The conflict in Ukraine was not left behind either, with delegates making the links between the continued conflict, the anguish of the people at the heart of the conflict, and the rising costs of food globally. During some technology hiccups in the afternoon, a speaker quipped that, “Nothing in this world is working very smoothly right now.”
Speakers expressed optimism, nonetheless, that we can improve the resilience of our socio-economic and health systems. Collen Vixen Kelapile, Economic and Social Council (ECOSOC) President, noted the pandemic has served as a “wake-up call” to tackle fundamental problems facing societies, and highlighted the opportunity to build back better using the 2030 Agenda as a blueprint for recovery.
Amina J. Mohammed, UN Deputy Secretary-General, summarized main messages from the Voluntary National Reviews (VNRs), noting this year’s VNRs highlight significant global setbacks in SDG achievement, many exacerbated by the COVID-19 pandemic, including: poverty, unemployment, unsustainable debt and rising inflation; conflict; food insecurity and climate change; dramatic increases in gender-based violence; and youth unemployment. She also noted many countries have begun to introduce innovative policies to build back better, including through debt moratoria, national resilience plans, strengthened social protection measures, and expansion of the digital economy, emphasizing the need for “deep transitions” to get back on track.
Additional statements during the opening session sought to set the tone for the eight-day event. Noting than an additional USD 3.5 trillion is required for climate action in emerging and developing country economies by 2030, Nicholas Stern, London School of Economics, prioritized strong policies to incentivize investment, official development assistance, and private sector financing, as well as tripling financing from multilateral development banks.
Stressing the importance of coordination, Suriya Chindawongse, Vice President of ECOSOC, called for equity and empowerment, sustainability and synergy, a balance between people and planet, and a harmonized UN architecture to achieve the mutually reinforcing SDGs.
In the afternoon, the HLPF featured a lightening round of statements focused on SDG 17 (Partnerships for the Goals). Yongyi Min, Statistics Division, UN Department of Economic and Social Affairs (UNDESA), previewed the SDGs progress report that will be launched on 7 July, noting that the pandemic has added to the debt burdens of low- and middle-income countries, who are experiencing rising inflation and many competing spending priorities.

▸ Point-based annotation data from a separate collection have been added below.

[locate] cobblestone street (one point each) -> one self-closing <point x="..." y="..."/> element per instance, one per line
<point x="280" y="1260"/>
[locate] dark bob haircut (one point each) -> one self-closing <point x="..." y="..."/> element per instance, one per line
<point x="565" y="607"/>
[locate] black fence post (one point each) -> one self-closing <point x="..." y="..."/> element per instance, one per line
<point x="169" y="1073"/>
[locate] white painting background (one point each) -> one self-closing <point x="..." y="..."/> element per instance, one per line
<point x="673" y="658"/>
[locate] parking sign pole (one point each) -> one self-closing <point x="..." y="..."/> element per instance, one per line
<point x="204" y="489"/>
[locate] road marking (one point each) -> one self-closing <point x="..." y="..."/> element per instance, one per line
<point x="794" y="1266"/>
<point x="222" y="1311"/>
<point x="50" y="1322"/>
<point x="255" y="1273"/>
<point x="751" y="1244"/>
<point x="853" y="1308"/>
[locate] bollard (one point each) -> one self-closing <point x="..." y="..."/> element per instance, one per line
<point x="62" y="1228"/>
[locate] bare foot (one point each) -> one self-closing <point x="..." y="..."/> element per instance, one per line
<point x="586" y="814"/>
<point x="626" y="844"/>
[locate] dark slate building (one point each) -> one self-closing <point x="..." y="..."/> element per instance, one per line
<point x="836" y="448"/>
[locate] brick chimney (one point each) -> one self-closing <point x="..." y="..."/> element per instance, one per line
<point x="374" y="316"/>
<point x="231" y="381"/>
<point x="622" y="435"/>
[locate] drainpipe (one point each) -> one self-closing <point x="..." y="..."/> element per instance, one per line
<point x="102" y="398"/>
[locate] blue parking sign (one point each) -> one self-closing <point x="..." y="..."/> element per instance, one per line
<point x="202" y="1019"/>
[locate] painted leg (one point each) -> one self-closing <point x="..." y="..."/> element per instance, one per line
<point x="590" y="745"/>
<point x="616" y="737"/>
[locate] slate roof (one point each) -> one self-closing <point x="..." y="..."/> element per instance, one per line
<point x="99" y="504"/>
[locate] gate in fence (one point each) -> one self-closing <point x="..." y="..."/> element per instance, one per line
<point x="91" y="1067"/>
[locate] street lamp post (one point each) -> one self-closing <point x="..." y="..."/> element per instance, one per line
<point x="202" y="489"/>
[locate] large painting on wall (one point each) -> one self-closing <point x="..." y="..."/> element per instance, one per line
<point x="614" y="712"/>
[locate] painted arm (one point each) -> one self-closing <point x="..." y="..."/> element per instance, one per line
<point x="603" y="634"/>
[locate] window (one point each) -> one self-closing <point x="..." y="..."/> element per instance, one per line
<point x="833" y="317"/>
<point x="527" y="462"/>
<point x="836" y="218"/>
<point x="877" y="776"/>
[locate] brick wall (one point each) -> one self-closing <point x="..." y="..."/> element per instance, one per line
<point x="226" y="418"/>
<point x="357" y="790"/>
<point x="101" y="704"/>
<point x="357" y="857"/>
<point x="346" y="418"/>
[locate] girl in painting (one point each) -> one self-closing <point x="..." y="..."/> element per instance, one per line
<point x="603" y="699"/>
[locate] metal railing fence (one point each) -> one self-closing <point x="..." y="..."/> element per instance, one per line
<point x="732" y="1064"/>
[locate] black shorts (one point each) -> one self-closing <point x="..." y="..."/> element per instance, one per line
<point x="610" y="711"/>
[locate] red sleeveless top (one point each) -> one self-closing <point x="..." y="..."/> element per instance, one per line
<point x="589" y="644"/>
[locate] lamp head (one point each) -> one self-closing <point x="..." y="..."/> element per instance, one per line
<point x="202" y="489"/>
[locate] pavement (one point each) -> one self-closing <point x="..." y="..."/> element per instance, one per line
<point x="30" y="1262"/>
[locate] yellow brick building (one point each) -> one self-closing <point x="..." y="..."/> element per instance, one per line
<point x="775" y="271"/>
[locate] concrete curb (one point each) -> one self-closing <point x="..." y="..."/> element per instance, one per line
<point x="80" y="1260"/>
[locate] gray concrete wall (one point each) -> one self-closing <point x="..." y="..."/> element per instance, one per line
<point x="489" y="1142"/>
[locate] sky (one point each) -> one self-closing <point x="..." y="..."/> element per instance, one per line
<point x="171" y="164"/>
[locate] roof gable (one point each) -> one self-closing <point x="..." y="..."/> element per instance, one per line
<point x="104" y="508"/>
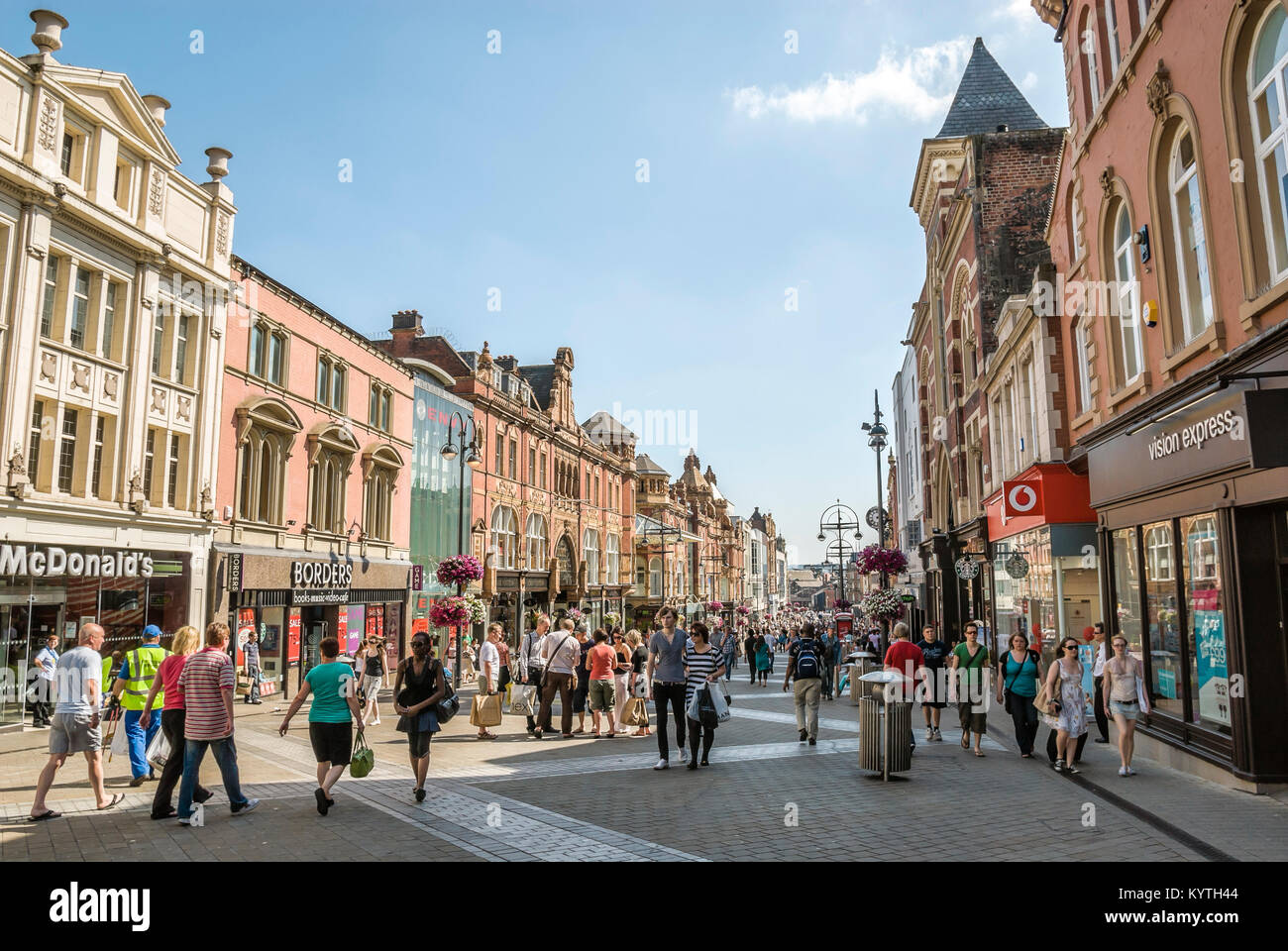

HLPF delegates were also serenaded by performers from South Korea and Mali. Introducing their music video of the song “Next Level,” band members of the K-pop band aespa highlighted the need to prioritize SDG implementation to ensure both reality and virtual reality are sustainable and just. Malian singer and guitarist Vieux Farka Touré closed the morning session with his song titled “Fafa” about the need for global togetherness.